Heavenly Touch/No Way Out (2009/Water Bearer DVD)
Picture:
C Sound: C Extras: D Features: C+
Joel
Lamangan is trying to do Gay dramas with some kind of edge, but when I recently
screened two of his features back to back, they more so similar that I though I
would address the complications by showing how much he fell back on a formula
in both Heavenly Touch and No Way Out, both made in 2009.
Both are
about men who find themselves in places where gay male sexuality runs free, but
in confined areas; ones controlled by exploitive heterosexual males. Each has a rape scenes, a few sex scenes,
abuse scenes and fights. Some of the
leads are sexually oppressed and both situations lead to rough circumstances.
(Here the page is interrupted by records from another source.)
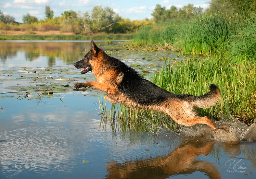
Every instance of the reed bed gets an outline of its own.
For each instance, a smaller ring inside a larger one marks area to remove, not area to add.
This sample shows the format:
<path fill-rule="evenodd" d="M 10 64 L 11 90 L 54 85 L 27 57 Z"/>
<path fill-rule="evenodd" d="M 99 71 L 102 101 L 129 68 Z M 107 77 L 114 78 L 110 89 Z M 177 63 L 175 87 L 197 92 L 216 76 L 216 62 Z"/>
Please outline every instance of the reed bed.
<path fill-rule="evenodd" d="M 250 52 L 252 56 L 255 54 L 255 19 L 256 14 L 215 13 L 190 21 L 172 20 L 144 27 L 133 42 L 138 45 L 171 46 L 183 54 L 211 55 L 227 48 L 234 54 L 247 55 Z"/>
<path fill-rule="evenodd" d="M 220 87 L 220 103 L 208 109 L 197 109 L 198 114 L 218 120 L 220 114 L 229 114 L 250 125 L 256 118 L 256 62 L 246 57 L 230 58 L 216 55 L 199 60 L 188 58 L 184 62 L 167 62 L 151 81 L 171 92 L 200 96 L 208 92 L 212 84 Z M 166 114 L 153 110 L 136 110 L 122 104 L 108 109 L 106 100 L 100 104 L 100 113 L 112 129 L 156 131 L 159 127 L 177 128 L 176 123 Z M 102 106 L 104 106 L 104 107 Z"/>
<path fill-rule="evenodd" d="M 99 98 L 101 124 L 105 126 L 108 122 L 113 131 L 156 132 L 160 127 L 171 129 L 178 125 L 168 116 L 153 110 L 136 109 L 120 103 L 112 104 L 106 99 Z"/>
<path fill-rule="evenodd" d="M 215 84 L 221 91 L 221 102 L 208 109 L 198 109 L 199 114 L 217 119 L 220 113 L 229 113 L 250 124 L 256 117 L 256 78 L 254 59 L 215 55 L 199 61 L 188 59 L 167 63 L 151 80 L 172 92 L 195 96 L 206 93 L 209 86 Z"/>

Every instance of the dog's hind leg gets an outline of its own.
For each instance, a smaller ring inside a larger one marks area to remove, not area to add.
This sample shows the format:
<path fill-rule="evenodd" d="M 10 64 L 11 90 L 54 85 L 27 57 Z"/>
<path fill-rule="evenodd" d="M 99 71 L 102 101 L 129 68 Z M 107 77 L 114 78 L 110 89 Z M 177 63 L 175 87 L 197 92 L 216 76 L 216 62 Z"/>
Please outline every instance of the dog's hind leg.
<path fill-rule="evenodd" d="M 192 104 L 184 101 L 172 99 L 165 103 L 167 107 L 162 108 L 165 112 L 179 124 L 191 126 L 198 124 L 207 125 L 214 130 L 217 129 L 216 125 L 208 117 L 200 117 L 197 115 Z"/>

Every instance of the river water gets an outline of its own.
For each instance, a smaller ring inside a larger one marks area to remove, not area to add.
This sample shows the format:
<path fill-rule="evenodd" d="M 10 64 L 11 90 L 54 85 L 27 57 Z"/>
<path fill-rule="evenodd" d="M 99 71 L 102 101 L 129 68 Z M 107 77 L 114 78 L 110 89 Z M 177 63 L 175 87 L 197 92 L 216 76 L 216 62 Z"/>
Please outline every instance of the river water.
<path fill-rule="evenodd" d="M 95 42 L 140 73 L 147 70 L 146 78 L 167 60 L 186 58 L 127 42 Z M 0 41 L 0 178 L 255 178 L 254 127 L 231 117 L 218 122 L 233 129 L 227 135 L 203 125 L 149 132 L 101 125 L 104 93 L 72 90 L 95 80 L 73 65 L 90 44 Z M 60 78 L 70 80 L 55 80 Z"/>

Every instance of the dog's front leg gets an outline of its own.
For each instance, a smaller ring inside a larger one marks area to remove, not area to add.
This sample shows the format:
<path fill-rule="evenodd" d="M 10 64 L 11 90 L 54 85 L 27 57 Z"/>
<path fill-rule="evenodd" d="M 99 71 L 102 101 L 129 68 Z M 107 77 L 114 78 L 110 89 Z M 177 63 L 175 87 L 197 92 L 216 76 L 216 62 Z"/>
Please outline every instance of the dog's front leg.
<path fill-rule="evenodd" d="M 97 81 L 92 81 L 81 83 L 77 83 L 74 85 L 74 89 L 77 89 L 84 87 L 92 87 L 98 90 L 104 92 L 114 93 L 115 90 L 113 86 L 106 83 L 100 83 Z"/>

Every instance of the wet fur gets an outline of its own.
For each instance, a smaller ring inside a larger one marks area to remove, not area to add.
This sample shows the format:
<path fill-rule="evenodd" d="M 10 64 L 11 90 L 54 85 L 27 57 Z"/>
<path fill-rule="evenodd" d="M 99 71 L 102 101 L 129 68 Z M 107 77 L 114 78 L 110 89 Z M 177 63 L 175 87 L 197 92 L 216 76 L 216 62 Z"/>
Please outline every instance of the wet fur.
<path fill-rule="evenodd" d="M 136 108 L 154 109 L 168 114 L 178 124 L 190 126 L 197 124 L 217 127 L 208 117 L 200 117 L 195 107 L 206 108 L 219 102 L 219 88 L 210 86 L 210 92 L 200 96 L 177 95 L 161 88 L 139 76 L 137 71 L 119 60 L 110 56 L 92 41 L 92 49 L 82 60 L 74 64 L 77 68 L 90 67 L 97 81 L 77 83 L 74 88 L 92 87 L 106 92 L 106 99 Z M 86 72 L 81 72 L 84 73 Z"/>

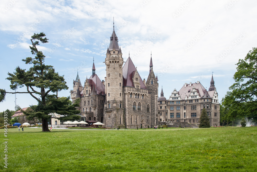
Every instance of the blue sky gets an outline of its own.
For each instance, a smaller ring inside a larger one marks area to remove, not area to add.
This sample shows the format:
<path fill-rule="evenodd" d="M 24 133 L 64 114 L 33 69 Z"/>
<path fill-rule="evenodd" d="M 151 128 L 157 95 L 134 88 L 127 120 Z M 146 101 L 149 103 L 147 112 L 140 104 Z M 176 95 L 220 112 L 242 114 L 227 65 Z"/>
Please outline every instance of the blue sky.
<path fill-rule="evenodd" d="M 82 84 L 92 74 L 93 56 L 100 79 L 113 29 L 125 61 L 130 56 L 142 79 L 154 72 L 168 98 L 175 88 L 198 80 L 208 89 L 212 72 L 220 101 L 233 83 L 238 59 L 257 43 L 257 2 L 253 0 L 120 1 L 3 0 L 0 4 L 0 88 L 10 90 L 8 72 L 28 69 L 21 61 L 33 57 L 29 46 L 34 33 L 43 32 L 49 43 L 38 47 L 45 63 L 64 75 L 69 95 L 77 69 Z M 24 88 L 19 88 L 21 92 Z M 16 95 L 22 107 L 36 104 L 30 96 Z M 8 94 L 0 110 L 14 110 Z"/>

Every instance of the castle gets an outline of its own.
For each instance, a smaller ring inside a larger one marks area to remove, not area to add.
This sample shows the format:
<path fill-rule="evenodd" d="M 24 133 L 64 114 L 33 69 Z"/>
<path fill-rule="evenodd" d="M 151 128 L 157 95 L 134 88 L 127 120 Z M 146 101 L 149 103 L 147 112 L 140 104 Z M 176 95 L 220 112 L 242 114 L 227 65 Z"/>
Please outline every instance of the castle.
<path fill-rule="evenodd" d="M 178 92 L 175 89 L 168 99 L 164 94 L 162 88 L 158 98 L 159 121 L 198 124 L 201 112 L 205 108 L 210 126 L 220 125 L 219 104 L 213 76 L 208 91 L 197 81 L 185 83 Z"/>
<path fill-rule="evenodd" d="M 153 70 L 151 55 L 147 80 L 142 79 L 129 56 L 123 66 L 121 49 L 114 26 L 105 63 L 106 77 L 92 75 L 84 85 L 78 73 L 70 91 L 73 102 L 80 99 L 79 108 L 84 120 L 99 121 L 107 128 L 152 128 L 158 122 L 158 79 Z"/>
<path fill-rule="evenodd" d="M 101 81 L 96 74 L 93 60 L 92 75 L 87 77 L 84 85 L 78 73 L 73 80 L 71 97 L 73 103 L 80 99 L 78 108 L 84 120 L 99 121 L 107 128 L 152 128 L 164 121 L 197 124 L 204 108 L 211 126 L 220 125 L 219 104 L 213 76 L 208 91 L 199 82 L 185 83 L 167 99 L 162 88 L 158 97 L 158 80 L 153 70 L 151 54 L 146 80 L 142 79 L 129 54 L 123 65 L 114 25 L 106 54 L 105 80 Z"/>

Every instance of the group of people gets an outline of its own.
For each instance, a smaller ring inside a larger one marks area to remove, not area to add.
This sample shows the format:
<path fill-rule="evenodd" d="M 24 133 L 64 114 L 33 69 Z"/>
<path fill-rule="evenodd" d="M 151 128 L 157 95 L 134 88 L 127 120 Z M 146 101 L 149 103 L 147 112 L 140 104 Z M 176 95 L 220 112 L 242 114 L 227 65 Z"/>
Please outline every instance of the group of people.
<path fill-rule="evenodd" d="M 19 131 L 20 131 L 20 126 L 19 126 Z M 23 126 L 22 126 L 22 131 L 24 131 L 24 130 L 23 130 Z"/>

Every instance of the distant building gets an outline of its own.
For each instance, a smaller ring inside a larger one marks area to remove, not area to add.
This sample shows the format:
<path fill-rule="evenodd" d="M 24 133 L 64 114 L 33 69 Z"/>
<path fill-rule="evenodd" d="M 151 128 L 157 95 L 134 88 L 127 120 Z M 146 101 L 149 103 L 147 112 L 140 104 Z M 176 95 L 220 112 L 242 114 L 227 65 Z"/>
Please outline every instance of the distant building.
<path fill-rule="evenodd" d="M 219 126 L 219 104 L 212 76 L 207 91 L 199 81 L 185 83 L 179 91 L 175 89 L 167 100 L 162 88 L 158 98 L 159 121 L 187 122 L 198 124 L 203 108 L 207 111 L 211 126 Z"/>

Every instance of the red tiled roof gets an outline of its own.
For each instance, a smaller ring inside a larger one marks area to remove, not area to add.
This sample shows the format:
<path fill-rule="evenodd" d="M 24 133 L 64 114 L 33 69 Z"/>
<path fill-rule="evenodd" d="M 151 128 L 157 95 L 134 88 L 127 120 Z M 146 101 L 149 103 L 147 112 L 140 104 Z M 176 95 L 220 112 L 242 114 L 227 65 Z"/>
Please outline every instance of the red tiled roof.
<path fill-rule="evenodd" d="M 20 116 L 20 115 L 23 115 L 23 113 L 21 111 L 21 110 L 26 110 L 26 109 L 29 108 L 29 107 L 24 107 L 24 108 L 23 108 L 20 110 L 19 110 L 18 111 L 16 112 L 15 113 L 14 113 L 14 115 L 12 116 L 11 117 L 15 117 L 16 116 Z"/>
<path fill-rule="evenodd" d="M 123 73 L 123 86 L 127 86 L 135 87 L 135 86 L 133 83 L 132 77 L 133 76 L 133 73 L 134 74 L 135 74 L 134 72 L 135 72 L 136 70 L 136 69 L 135 67 L 134 64 L 133 64 L 132 60 L 129 56 L 127 60 L 122 68 L 122 72 Z M 140 88 L 143 89 L 147 89 L 140 75 L 139 78 Z"/>
<path fill-rule="evenodd" d="M 92 75 L 88 79 L 88 83 L 90 85 L 91 91 L 93 89 L 93 85 L 95 85 L 95 87 L 96 88 L 96 93 L 97 94 L 100 94 L 100 93 L 102 92 L 102 94 L 104 95 L 105 94 L 105 88 L 102 82 L 98 77 L 98 76 L 96 74 Z"/>

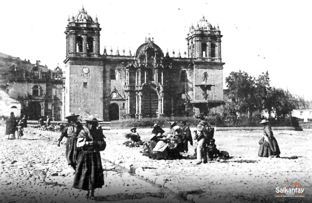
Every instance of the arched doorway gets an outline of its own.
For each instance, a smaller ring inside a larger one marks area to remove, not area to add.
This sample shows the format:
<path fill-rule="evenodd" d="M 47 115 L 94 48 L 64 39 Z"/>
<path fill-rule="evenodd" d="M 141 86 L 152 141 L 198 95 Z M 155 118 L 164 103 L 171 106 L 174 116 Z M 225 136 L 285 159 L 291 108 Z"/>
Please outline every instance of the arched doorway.
<path fill-rule="evenodd" d="M 32 102 L 28 103 L 27 112 L 26 116 L 29 116 L 30 119 L 38 120 L 41 116 L 41 105 L 40 102 Z"/>
<path fill-rule="evenodd" d="M 142 92 L 142 112 L 143 117 L 156 117 L 158 111 L 158 96 L 155 88 L 144 86 Z"/>
<path fill-rule="evenodd" d="M 116 103 L 113 103 L 110 105 L 108 107 L 108 115 L 110 120 L 119 120 L 119 106 Z"/>

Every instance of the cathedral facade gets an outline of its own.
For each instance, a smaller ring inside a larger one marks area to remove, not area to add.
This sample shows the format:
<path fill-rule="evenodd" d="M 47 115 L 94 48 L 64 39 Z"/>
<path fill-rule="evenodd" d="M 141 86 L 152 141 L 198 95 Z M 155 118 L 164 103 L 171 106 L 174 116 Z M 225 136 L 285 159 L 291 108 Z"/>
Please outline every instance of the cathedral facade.
<path fill-rule="evenodd" d="M 170 57 L 153 38 L 133 55 L 100 53 L 101 28 L 83 7 L 69 17 L 64 112 L 105 121 L 192 116 L 223 103 L 221 35 L 203 17 L 186 40 L 187 52 Z"/>

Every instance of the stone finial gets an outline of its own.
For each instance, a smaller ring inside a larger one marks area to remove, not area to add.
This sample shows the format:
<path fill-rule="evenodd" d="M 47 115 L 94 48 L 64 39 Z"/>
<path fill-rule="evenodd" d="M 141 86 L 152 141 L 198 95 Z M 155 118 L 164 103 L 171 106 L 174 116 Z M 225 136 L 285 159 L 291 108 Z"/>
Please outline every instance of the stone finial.
<path fill-rule="evenodd" d="M 168 49 L 167 49 L 167 52 L 166 53 L 166 57 L 169 57 L 169 52 L 168 52 Z"/>
<path fill-rule="evenodd" d="M 219 24 L 217 24 L 217 31 L 220 32 L 220 29 L 219 28 Z"/>
<path fill-rule="evenodd" d="M 107 53 L 106 52 L 106 47 L 105 46 L 104 46 L 104 53 L 103 53 L 103 55 L 105 56 L 107 55 Z"/>
<path fill-rule="evenodd" d="M 181 53 L 180 52 L 180 49 L 179 50 L 179 52 L 178 53 L 178 57 L 181 58 Z"/>

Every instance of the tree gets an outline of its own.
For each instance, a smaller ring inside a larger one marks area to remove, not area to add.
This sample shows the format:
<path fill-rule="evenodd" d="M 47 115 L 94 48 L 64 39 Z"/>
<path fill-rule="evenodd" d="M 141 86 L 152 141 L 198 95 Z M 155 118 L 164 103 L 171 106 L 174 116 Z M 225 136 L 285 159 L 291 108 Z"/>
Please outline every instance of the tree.
<path fill-rule="evenodd" d="M 254 77 L 241 70 L 232 72 L 226 78 L 229 98 L 232 104 L 230 106 L 232 111 L 240 114 L 247 113 L 251 118 L 253 112 L 257 109 L 255 80 Z"/>
<path fill-rule="evenodd" d="M 262 73 L 256 82 L 257 98 L 257 106 L 259 111 L 266 111 L 271 117 L 274 103 L 276 102 L 273 94 L 272 88 L 270 84 L 270 79 L 268 72 Z"/>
Touch has to do with Rodel, a gay
massage parlor employee who helps out old friend Jonard by trying to get him a
job at the same place that also happens to have prostitution as its
sideline. It is also never raided
because the gangster types running it have their bribe schemes worked out, but
things start to go bad when the men in power start to get a little crazy. Drugs are also involved and things are about
to get worse.
Way has oppressed fisherman Joaquin
unhappy with his marriage and a wife who wants a baby, so he lands up getting
together with friend Waldo and going to a all-male strip club. Waldo then disappears and a rotten bisexual
cop (you can’t make this stuff up) might know what is going on, they are all Crusing for trouble.
Maybe if
Lamangan combined both scripts and took more risks, this could have amounted to
something more interesting, but both only go so far and unless any of this
sounds intriguing, will not likely work for you much. Maybe he’ll come up with something more
complex and daring next time.
The
anamorphically enhanced 1.78 X 1 image in both cases is shot on video and has
more softness and detail troubles than expected, while the Dolby Digital 2.0
Sound has some harshness, distortion, location audio issues and the combination
is more awkward than it should be. Video
Black and shadow detail is one problem, sound editing can be another. There are no extras.